ファミコン コントローラー

 

今から約20年前。
 

少年のもとに、任天堂とリクルートの合弁会社「ランドネットDD」から電話がかかってきた。
この記事では NINTENDO64 (ニンテンドウロクジュウヨン)の周辺機器 64DD (ロクヨンディーディー)を使ったゲームコンテスト、「マリオアーティスト甲子園」で入賞した話について、紹介していきます。

64DD

64DD
 

任天堂のゲームハード「NINTENDO64」には「64DD」という周辺機器がある。
NINTENDO64 の本体下に取り付けて使う磁気ディスクドライブで、専用のディスクを差し込み、ゲームをプレイする。
64DD を手に入れるには、会員制通信サービスの会員になる必要があった。


運営元は「ランドネットDD」で、10万人限定で会員を募ったが、会員数は1万人前後だったといわれている。


ランドネットの終了通告時、会員数は15000人であると発表された。
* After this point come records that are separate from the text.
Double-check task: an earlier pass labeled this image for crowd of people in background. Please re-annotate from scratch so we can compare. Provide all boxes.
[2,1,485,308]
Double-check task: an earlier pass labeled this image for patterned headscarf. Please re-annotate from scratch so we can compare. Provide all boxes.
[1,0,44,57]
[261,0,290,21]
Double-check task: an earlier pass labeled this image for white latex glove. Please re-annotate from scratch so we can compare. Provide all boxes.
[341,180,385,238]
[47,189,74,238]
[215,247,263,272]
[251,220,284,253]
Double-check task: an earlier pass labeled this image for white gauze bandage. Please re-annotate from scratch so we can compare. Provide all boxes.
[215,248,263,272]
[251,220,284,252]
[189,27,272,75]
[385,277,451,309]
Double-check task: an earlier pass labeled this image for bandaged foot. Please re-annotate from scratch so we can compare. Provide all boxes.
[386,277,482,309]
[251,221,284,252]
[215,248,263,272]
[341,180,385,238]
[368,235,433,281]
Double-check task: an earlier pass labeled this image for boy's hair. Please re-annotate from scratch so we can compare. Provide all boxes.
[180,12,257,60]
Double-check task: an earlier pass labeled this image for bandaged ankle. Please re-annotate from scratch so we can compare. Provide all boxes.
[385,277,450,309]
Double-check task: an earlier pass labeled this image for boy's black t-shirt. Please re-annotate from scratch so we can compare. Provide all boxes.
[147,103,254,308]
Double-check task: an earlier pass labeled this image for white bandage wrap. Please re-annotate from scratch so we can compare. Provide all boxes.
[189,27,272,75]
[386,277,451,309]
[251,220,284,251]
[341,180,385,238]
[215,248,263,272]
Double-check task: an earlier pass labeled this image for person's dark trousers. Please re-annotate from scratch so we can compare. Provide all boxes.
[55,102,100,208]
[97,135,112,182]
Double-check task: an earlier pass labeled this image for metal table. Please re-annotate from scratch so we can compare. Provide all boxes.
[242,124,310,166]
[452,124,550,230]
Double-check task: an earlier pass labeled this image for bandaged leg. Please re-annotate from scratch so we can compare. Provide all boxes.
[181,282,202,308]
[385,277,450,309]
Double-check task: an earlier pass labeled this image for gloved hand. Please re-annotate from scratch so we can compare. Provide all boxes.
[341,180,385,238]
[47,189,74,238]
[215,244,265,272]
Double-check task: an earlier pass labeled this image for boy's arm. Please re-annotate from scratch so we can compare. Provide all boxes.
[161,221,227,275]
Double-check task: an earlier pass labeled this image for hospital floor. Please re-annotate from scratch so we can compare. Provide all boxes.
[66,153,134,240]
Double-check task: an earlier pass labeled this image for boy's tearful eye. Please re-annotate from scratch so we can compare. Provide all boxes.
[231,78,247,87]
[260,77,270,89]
しかし、実際は10500人強だったようだ。
 

64DD研究所 ランドネットとランドネットDD

64DD は出回っている数が少なく、入手困難な幻のアイテムとして、ゲームファンの間で知られている。

幻の1万人

私は幻の1万人のひとりだった。

 

64DD を手に入れるには「クレジットカード」という、少年にはきびしい条件があった。
母にお願いして、なんとか手に入れた。
ゲームが(任天堂が)大好きだったからだ。

64DD を手に入れた理由

「64DD でゼルダの伝説やスーパーマリオの新作がプレイできそうだ」という期待。
10万人限定と、あおられた効果もある。
時計機能を内蔵しており、ゲーム性にも魅力を感じた。


「1週間ぶりにゲームを再開してみたら、いつの間にか地面に草が生えている」
 

時計機能のおもしろさだ。
しかも 64DD でインターネットができる。
64DD は、夢がたくさんつまった NINTENDO64 の周辺機器だった。

マリオアーティスト甲子園

ファミリーコンピュータ
 

インターネット上で 64DD を使ったゲームコンテスト「マリオアーティスト甲子園」が開催されることとなった。
参加を決め、入賞を目指した。


■審査員

  • 伊集院 光さん
  • 漫画家 餅月 あんこさん
  • 64DD ソフト開発チーム
  • クリエーター

64DD でメウビッシュがつくったムービー

つくったのは、ダンスムービー。
応募タイトルは『踊る★ダンス捜査線♪』。

ハンドルネームは「ゲンガー大王」とした。


こまかいことをやるのは好きだ。
64DD と専用ソフト『マリオアーティスト タレントスタジオ』で、アフロヘアのキャラクターをつくった。
彼に自分で考えたオリジナルダンスの動きをつけていく。

遊び心をたいせつに。


ラップを意識し、音声入力のマイクで「YO!」という自分の声をふきこんだ。
自分でつくった奇妙なボイスパーカッションのリズムに YO! という声が、定期的に響き渡る。
リズムに乗ったアフロダンサーが、おもしろおかしなダンスを披露していく。


よし、完成だ。


64DD へ電話線をつなぎ、作品をアップロード。
結果待ちとなった。

ダンスムービー部門賞受賞




「落選したのだろう」


ところが、「ランドネットDD」から電話がかかってきた。
「ダンスムービー部門賞受賞の知らせ」だった。
コメントがほしいという。

「暗中模索でした」とコメントさせていただいた。
 

受賞者として「3万円分の商品券」を手にすることができた。
遊び心が、功を奏したのだろう。


会報誌「ランドネットFAN」によると、審査では、メッセージやテクニックなども重要視されたという。
マリオの名のつくゲームコンテストで入賞することができ、光栄でした。

まとめ

当時2000年ごろは、インターネット黎明期。
回線の通信速度は、ひどいものがあった。

けれど、わくわくがとまらなかった。


「64DD とインターネットで、これからどんなことが起こるのだろう?」


近未来へ胸をおどらせた。

64DD でインターネットのたのしさを知った。
忘れることなどできない。


ランドネットDD のサービスは、わずか1年ほどで終了。
短命だった。
流れ星のように、一瞬輝き、消えていった。

しかしたしかに私は、「ゲームでしかあじわえない感動」を、目撃したのだ。